Capítulo 6- Los demás huéspedes
Cerca de las siete regresaron a la posada. La señorita Pimienta les había dicho que estuviesen allí a esa hora, porque entonces servían la cena y debían ser puntuales.
—Llegáis a muy buena hora —les dijo al oírles subir la escalera, saliendo a saludarles desde la puerta de su habitación—. ¿Habéis visto muchas cosas?
—¡Bastantes! ¡Es un sitio superestupendo! —exclamó Roger—. ¿Ha oído como unas detonaciones, señorita Pimienta? Nosotros sí, y un hombre nos dijo que provenían de la base secreta de submarinos. Dicen que está muy oculta. Ojalá pudiéramos descubrirla.
—La gente no debe ver los lugares secretos —dijo el aya—. Deberíais saberlo. Escuchad, ya que habéis llegado pronto os mostraré una cosa que Cazurro me enseñó a mí.
Y les condujo a la puerta de donde partía la escalera, que todos subieron muy extrañados. ¿A dónde conduciría? Roger lanzó una exclamación al llegar arriba y levantar la trampa para asomarse.
—¡Caramba!… Desde aquí se ve la base secreta a través de una grieta del acantilado. ¡Qué emocionante!
—¡Déjame ver! —exclamó Chatín impaciente—. Sujetad a «Ciclón». Me está arañando los pantalones con tal fuerza que me los va a romper. Caramba, Roger… ¡qué vista! Oiga, ¿es ahí donde sonó el estallido, señorita Pimienta?
—Sí. Y vi humo… o espuma, creo que debió ser eso… de la segunda —repuso el aya.
—Esperaré sentado a que suene la tercera —les anunció Chatín.
—No, nada de eso.
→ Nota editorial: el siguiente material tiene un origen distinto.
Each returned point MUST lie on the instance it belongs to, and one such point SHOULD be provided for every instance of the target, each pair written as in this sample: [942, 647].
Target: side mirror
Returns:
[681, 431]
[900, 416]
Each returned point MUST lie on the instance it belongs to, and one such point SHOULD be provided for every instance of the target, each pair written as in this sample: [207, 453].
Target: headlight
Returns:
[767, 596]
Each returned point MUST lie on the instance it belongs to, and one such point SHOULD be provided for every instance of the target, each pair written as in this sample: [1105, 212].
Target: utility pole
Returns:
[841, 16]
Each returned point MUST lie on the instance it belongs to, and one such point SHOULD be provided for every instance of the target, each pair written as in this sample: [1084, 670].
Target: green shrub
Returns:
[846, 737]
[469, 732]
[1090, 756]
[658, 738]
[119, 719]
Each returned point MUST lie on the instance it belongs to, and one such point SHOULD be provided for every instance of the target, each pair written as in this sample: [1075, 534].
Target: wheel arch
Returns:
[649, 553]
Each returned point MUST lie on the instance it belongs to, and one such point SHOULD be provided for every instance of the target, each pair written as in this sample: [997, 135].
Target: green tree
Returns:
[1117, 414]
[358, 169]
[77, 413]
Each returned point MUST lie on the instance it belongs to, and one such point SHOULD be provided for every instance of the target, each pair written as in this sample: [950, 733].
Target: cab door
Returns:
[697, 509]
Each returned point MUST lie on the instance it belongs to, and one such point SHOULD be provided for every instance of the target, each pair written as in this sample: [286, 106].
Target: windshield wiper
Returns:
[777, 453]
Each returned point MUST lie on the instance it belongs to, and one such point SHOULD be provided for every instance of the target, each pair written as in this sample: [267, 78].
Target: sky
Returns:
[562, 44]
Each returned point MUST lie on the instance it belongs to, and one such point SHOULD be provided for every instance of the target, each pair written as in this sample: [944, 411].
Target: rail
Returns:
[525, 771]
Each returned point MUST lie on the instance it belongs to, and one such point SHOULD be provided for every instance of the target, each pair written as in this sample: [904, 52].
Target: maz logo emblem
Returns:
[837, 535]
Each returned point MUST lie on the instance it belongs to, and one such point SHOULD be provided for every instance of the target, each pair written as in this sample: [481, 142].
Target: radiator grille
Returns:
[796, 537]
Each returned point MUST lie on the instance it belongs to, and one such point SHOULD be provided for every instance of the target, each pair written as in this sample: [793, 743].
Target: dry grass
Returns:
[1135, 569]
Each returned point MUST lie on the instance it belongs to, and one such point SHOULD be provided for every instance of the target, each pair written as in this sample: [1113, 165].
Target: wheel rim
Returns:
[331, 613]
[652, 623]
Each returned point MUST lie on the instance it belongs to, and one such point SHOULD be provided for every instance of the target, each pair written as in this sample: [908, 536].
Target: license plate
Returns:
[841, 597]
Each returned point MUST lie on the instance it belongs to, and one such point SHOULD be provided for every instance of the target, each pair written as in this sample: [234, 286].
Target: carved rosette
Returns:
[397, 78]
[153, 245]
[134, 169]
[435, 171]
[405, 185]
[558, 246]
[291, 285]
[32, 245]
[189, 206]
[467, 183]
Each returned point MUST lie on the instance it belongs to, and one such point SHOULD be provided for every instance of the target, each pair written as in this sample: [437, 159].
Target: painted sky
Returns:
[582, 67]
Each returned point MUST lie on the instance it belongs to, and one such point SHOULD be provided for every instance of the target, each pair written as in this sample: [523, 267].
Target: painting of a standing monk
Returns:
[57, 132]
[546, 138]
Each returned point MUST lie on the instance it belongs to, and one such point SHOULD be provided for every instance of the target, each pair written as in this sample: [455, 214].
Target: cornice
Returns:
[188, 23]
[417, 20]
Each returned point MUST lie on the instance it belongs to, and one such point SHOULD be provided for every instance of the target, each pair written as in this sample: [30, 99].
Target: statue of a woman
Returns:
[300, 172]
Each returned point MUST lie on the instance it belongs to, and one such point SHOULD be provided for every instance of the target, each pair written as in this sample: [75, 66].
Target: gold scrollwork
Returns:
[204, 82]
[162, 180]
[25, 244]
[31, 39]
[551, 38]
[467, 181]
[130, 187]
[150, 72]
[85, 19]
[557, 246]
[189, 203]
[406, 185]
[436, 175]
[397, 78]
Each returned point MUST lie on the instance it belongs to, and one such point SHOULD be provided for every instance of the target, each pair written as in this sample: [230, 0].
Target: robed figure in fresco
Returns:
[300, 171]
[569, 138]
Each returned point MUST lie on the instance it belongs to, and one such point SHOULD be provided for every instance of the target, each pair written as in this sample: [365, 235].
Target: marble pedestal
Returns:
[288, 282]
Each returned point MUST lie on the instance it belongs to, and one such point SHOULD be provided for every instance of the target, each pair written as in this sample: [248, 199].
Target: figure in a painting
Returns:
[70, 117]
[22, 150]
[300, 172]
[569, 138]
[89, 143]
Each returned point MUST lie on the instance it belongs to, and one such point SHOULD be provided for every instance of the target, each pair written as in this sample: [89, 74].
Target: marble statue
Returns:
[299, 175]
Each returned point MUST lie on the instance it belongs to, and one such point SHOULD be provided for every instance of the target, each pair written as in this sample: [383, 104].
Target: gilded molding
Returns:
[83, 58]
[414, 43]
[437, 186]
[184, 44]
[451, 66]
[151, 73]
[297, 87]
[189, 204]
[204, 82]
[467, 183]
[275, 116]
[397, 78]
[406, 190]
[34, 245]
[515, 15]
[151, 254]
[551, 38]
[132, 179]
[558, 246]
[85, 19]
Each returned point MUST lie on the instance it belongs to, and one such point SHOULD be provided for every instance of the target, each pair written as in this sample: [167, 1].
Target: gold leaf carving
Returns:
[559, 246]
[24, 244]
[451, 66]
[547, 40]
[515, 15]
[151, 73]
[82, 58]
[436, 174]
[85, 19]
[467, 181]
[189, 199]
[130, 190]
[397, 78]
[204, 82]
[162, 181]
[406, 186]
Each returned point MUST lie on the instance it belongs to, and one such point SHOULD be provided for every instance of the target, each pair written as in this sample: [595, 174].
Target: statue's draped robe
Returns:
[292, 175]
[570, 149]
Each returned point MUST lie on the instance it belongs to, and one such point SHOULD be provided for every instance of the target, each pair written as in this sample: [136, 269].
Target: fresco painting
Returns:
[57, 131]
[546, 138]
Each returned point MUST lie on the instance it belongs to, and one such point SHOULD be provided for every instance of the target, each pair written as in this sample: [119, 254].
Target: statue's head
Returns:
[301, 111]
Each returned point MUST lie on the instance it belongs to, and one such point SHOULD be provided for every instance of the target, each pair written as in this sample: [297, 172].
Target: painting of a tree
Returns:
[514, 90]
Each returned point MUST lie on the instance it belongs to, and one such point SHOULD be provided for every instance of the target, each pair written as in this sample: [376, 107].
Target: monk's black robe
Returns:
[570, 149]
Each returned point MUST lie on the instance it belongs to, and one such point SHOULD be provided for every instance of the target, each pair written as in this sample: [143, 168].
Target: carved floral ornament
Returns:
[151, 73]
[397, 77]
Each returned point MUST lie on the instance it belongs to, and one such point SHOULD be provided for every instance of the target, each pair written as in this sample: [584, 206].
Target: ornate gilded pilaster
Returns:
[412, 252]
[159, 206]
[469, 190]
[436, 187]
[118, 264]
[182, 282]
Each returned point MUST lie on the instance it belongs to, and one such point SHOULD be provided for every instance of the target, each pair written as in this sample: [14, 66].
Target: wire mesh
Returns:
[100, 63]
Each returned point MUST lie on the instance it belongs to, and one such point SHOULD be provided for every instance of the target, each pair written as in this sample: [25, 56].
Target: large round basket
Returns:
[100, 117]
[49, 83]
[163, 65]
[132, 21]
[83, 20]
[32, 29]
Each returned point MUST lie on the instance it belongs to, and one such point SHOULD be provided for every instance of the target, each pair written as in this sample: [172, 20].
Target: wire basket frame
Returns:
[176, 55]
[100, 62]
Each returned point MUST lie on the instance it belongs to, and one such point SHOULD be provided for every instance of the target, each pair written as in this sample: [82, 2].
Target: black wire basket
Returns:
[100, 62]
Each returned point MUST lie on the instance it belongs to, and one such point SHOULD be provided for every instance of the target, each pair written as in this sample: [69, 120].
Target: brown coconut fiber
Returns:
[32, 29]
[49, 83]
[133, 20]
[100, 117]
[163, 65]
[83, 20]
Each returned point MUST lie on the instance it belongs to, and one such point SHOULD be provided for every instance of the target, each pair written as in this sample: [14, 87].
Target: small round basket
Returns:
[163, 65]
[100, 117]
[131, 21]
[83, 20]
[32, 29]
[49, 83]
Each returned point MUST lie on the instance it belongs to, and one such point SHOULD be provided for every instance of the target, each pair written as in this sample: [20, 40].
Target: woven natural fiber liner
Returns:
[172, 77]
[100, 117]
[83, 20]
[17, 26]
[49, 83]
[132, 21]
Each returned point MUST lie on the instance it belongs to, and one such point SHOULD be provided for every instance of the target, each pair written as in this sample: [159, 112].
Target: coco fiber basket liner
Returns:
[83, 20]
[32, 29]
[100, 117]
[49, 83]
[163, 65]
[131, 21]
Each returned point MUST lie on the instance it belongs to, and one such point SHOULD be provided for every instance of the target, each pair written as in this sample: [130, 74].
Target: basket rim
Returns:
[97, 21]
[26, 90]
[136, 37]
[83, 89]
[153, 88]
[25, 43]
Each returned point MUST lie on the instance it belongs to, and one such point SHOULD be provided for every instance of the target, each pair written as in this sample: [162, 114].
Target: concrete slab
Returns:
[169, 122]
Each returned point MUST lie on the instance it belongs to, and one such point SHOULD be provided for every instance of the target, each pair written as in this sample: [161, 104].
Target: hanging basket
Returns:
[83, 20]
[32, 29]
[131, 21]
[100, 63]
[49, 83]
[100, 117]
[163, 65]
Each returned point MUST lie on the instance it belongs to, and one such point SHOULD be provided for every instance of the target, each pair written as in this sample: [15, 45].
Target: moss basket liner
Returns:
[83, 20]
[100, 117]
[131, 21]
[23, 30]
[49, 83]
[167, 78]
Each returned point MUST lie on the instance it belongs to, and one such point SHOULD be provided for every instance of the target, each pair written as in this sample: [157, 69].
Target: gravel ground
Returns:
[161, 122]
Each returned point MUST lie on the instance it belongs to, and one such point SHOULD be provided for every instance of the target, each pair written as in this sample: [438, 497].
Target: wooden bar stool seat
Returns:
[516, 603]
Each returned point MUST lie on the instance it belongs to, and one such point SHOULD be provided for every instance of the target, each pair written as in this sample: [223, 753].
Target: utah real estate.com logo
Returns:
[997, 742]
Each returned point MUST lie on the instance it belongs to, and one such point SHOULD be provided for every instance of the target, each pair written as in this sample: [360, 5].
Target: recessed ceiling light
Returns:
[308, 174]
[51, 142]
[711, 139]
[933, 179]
Hemos de bajar en seguida —dijo la señorita Pimienta.
Y todos fueron bajando por la escalerilla de madera. Al llegar a la puerta que había al pie de la misma encontraron a un hombre que subía de la planta baja. Era alto, delgado, de rostro enjuto y cadavérico, ojos hundidos y mirada fija. Pareció sorprenderse al ver a los niños bajando la escalera.
Ellos también quedaron mirándole. A Diana no le gustaron sus ojos, que parecían ver a través de ella, y se estremeció. ¿Quién sería?
—Buenas noches —le dijo la señorita Pimienta en tono cortés, pensando que debía ser alguno de los otros huéspedes.
—Buenas noches —le replicó el hombre en tono seco, abriendo una puerta y desapareciendo en el interior de una habitación.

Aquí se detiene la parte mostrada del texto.